Anthropic Tool Runner SDK

The Tool Runner is an SDK-provided abstraction over the manual tool call loop. It handles request/response cycling, tool execution, conversation state management, and error wrapping. Available in Python, TypeScript, and Ruby SDKs (beta).

When to Use

Use Tool Runner when: you want Claude to call tools and receive results automatically — the common case.

Use the manual loop when: you need human-in-the-loop approval between tool calls, custom logging of intermediate states, or conditional execution based on tool results before continuing.

Basic Pattern (Python)

from anthropic import Anthropic, beta_tool

client = Anthropic()

@beta_tool
def get_weather(location: str, unit: str = "fahrenheit") -> str:
    """Get the current weather in a given location.

    Args:
        location: The city and state, e.g. San Francisco, CA
        unit: Temperature unit, either 'celsius' or 'fahrenheit'
    """
    return json.dumps({"temperature": "20°C", "condition": "Sunny"})
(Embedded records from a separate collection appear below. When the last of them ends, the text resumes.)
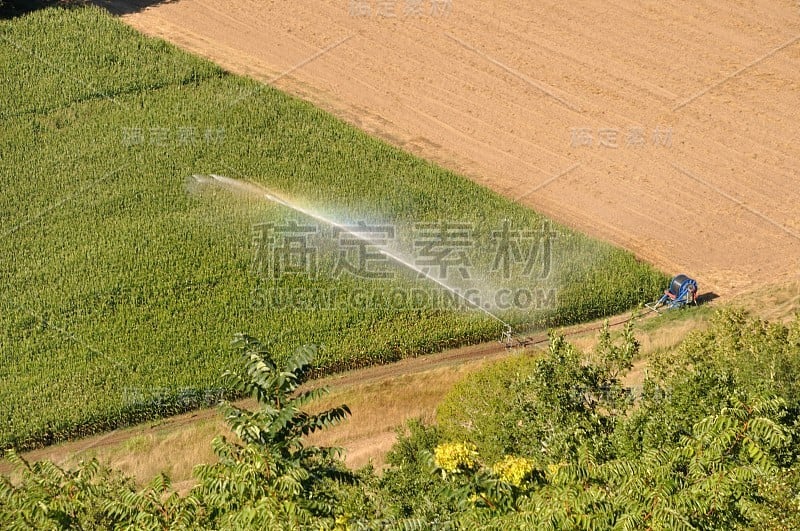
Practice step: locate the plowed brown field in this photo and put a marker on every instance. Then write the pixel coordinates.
(669, 128)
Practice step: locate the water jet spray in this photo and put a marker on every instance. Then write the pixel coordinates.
(260, 191)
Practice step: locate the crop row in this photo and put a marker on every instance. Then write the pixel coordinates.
(121, 287)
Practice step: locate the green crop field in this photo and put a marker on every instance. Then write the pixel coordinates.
(123, 283)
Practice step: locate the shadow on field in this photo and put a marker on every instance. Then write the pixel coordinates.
(16, 8)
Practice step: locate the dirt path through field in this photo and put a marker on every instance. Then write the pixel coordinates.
(669, 128)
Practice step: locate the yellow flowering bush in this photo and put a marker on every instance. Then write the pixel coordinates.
(455, 457)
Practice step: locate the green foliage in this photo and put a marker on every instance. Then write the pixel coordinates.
(271, 477)
(543, 408)
(717, 442)
(734, 468)
(269, 480)
(120, 289)
(736, 356)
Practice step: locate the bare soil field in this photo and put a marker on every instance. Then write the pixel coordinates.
(668, 128)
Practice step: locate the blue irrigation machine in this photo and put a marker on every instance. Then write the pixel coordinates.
(682, 292)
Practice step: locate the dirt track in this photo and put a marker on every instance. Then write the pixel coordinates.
(669, 128)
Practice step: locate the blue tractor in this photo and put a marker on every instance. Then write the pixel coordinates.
(682, 291)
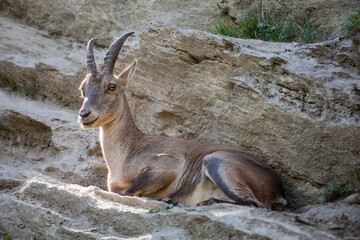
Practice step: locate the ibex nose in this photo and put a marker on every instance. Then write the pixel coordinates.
(84, 114)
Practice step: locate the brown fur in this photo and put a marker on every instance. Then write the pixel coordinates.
(157, 167)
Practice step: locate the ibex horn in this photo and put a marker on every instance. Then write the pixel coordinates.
(113, 52)
(92, 67)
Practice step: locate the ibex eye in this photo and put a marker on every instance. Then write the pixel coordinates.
(112, 87)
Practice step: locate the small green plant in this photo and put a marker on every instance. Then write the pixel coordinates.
(224, 11)
(352, 23)
(262, 24)
(308, 32)
(335, 190)
(226, 29)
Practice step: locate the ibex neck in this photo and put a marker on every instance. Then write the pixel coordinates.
(120, 134)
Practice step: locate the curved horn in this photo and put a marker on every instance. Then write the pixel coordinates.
(113, 52)
(92, 67)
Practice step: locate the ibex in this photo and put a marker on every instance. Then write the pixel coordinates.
(166, 167)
runner = client.beta.messages.tool_runner(
    model="claude-opus-4-7",
    max_tokens=1024,
    tools=[get_weather],
    messages=[{"role": "user", "content": "What's the weather in Paris?"}],
)

# Iterate to get intermediate messages, or:
final = runner.until_done()

The @beta_tool decorator introspects the function signature and docstring to generate a JSON schema. Tool functions must return a string, content block, or content block array — non-string primitives must be stringified.

The Tool Call Loop

runner is an iterable that yields messages from Claude. Each iteration:

If the previous message contained stop_reason: "tool_use", the runner executes the requested tools and sends results back automatically.
The next Claude message is yielded.
The loop ends when Claude returns a message without tool use.

runner.until_done() skips intermediate yields and returns only the final message.

Compaction for Long-Running Agents

Tool Runner supports automatic context compaction: when token usage exceeds a threshold, the runner generates a summary of the conversation and continues, allowing agentic tasks to run beyond the context window limit. This is critical for long-horizon workflows.

Advanced: Intercepting and Modifying Results

for message in runner:
    tool_response = runner.generate_tool_call_response()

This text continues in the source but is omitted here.